For studying PVR's role as a viral receptor:

• Viral binding assays: Quantify binding of labeled viral particles to cells expressing varying levels of PVR

• Axonal transport visualization: Track the interaction between PVR-containing endocytic vesicles and the microtubular network through DYNLT1

• Retrograde transport models: Develop neuronal models to study how the PVR-DYNLT1 interaction facilitates viral movement along axons

• Receptor blockade studies: Use antibodies or other blocking agents against PVR to assess the impact on viral entry and infection rates

How can contradictions in PVR functional data be addressed methodologically?

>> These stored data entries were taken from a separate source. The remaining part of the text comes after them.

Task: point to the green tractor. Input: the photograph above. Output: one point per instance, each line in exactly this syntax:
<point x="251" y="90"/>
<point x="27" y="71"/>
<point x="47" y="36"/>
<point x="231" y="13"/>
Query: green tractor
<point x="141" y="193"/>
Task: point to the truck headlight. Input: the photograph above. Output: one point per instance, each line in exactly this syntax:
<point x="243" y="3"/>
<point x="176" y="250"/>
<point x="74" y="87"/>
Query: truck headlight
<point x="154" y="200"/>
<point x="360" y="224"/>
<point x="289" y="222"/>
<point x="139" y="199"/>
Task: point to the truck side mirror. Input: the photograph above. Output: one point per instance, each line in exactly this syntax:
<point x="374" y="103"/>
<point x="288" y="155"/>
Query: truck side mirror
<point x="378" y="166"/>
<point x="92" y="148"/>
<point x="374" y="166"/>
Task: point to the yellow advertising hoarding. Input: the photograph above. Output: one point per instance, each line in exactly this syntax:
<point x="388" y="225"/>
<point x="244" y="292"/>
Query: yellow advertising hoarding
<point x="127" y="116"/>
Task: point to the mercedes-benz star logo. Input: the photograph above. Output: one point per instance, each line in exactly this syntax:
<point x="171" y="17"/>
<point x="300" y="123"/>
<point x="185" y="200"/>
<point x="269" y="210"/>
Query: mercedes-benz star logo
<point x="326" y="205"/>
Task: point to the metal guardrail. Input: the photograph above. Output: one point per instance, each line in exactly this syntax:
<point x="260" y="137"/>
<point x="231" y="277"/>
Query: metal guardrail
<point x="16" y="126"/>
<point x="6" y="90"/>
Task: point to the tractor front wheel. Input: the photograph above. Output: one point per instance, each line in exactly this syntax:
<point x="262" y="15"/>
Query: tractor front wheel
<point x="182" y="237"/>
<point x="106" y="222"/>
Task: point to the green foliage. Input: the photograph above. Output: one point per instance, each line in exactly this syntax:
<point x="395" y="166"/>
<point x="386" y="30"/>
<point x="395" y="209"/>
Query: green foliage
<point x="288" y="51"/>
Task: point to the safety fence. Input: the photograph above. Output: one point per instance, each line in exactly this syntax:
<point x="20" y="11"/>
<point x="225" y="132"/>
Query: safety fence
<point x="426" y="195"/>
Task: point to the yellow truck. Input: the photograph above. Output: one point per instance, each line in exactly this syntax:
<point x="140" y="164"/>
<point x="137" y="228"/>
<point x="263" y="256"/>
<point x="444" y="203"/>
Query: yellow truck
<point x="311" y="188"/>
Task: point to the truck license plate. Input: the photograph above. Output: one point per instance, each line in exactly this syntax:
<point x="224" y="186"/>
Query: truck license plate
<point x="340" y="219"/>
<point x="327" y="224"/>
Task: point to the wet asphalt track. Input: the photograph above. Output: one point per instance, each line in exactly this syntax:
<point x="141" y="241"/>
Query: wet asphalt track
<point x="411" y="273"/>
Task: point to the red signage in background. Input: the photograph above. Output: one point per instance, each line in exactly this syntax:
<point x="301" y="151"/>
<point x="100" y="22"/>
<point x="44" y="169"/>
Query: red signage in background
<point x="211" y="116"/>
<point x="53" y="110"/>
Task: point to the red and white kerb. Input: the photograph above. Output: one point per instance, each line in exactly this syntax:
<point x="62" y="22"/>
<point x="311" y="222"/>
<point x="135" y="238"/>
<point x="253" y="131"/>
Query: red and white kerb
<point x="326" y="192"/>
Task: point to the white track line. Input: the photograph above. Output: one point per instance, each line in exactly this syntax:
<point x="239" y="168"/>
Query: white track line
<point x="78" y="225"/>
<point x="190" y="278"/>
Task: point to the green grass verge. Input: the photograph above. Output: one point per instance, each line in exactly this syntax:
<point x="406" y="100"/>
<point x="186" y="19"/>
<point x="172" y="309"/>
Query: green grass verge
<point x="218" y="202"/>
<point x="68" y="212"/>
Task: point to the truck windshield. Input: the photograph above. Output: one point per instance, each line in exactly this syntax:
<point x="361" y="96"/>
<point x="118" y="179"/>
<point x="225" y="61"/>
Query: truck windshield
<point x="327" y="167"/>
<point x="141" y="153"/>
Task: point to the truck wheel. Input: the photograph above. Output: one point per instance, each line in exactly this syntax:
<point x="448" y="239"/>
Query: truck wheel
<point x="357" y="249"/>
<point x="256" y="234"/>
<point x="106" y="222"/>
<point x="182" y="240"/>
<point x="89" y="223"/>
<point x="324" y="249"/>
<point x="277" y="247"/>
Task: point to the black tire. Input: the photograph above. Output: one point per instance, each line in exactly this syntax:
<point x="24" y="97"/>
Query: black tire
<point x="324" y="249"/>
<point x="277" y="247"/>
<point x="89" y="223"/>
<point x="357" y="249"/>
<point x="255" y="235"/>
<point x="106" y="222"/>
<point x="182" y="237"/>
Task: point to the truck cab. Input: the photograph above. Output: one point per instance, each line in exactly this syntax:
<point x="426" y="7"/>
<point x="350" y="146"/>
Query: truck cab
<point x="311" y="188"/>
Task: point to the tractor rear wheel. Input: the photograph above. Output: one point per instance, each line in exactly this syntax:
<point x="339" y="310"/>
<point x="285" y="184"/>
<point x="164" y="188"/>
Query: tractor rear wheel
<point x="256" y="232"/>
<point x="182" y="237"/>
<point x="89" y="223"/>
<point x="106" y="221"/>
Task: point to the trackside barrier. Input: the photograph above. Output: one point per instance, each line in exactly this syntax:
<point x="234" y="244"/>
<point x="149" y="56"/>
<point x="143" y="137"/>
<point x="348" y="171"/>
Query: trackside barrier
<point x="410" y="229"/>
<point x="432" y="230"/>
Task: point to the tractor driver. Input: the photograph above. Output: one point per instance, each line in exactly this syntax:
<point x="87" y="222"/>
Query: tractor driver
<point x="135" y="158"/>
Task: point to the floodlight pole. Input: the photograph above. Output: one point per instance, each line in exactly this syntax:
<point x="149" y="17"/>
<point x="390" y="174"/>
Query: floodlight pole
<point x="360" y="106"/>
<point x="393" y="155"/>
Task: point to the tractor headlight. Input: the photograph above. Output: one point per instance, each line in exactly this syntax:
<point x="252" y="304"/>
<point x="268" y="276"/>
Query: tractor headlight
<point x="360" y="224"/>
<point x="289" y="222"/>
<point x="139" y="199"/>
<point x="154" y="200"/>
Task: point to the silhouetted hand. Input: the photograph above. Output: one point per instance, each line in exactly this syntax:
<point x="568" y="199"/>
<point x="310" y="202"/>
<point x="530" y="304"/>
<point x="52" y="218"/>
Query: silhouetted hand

When facing contradictory findings in PVR research:

• Standardize experimental conditions: Ensure consistent cell types, protein concentrations, and assay conditions across experiments

• Multi-system validation: Validate findings across different experimental systems (cell lines, primary cells, in vivo models)

• Context assessment: Evaluate the impact of the cellular microenvironment on PVR function, particularly in immune and tumor contexts

• Apply the DECODE framework: Consider structured approaches to identifying and resolving contradictions in experimental data, similar to those used in other biological contradiction detection frameworks

What methodologies are most effective for studying PVR in proliferative vitreoretinopathy?

• Dominant negative approaches: Consider gene therapy strategies using truncated receptors (similar to the truncated PDGF α receptor approach used in PVR disease models)

• In vivo gene delivery: Utilize retroviral vectors to express receptor antagonists in appropriate disease models

• Collagen gel contraction assays: Employ these in vitro systems to test efficacy of receptor-targeting approaches on cellular responses

• Animal models: Develop and validate relevant animal models (such as rabbit models) that recapitulate key disease features

How can PVR's role in tumor progression be effectively investigated?

To study PVR's contribution to tumor biology:

• Invasion and migration assays: Quantify the impact of PVR expression on tumor cell movement and invasive capabilities

• NK cell interaction studies: Investigate how tumor-expressed PVR interacts with NK cells and potentially subverts anti-tumor immunity

• Immunoevasion mechanisms: Examine how PVR-mediated processes might provide tumors with mechanisms to escape immune recognition

• Cytomegalovirus models: Study how viral infections (such as Human cytomegalovirus) may prevent PVR from reaching the cell surface, potentially as a mechanism to escape NK cell recognition

What are the key considerations for experimental design when studying PVR interactions?

When designing PVR interaction studies, researchers should consider:

What are the comparative properties of different recombinant PVR preparations?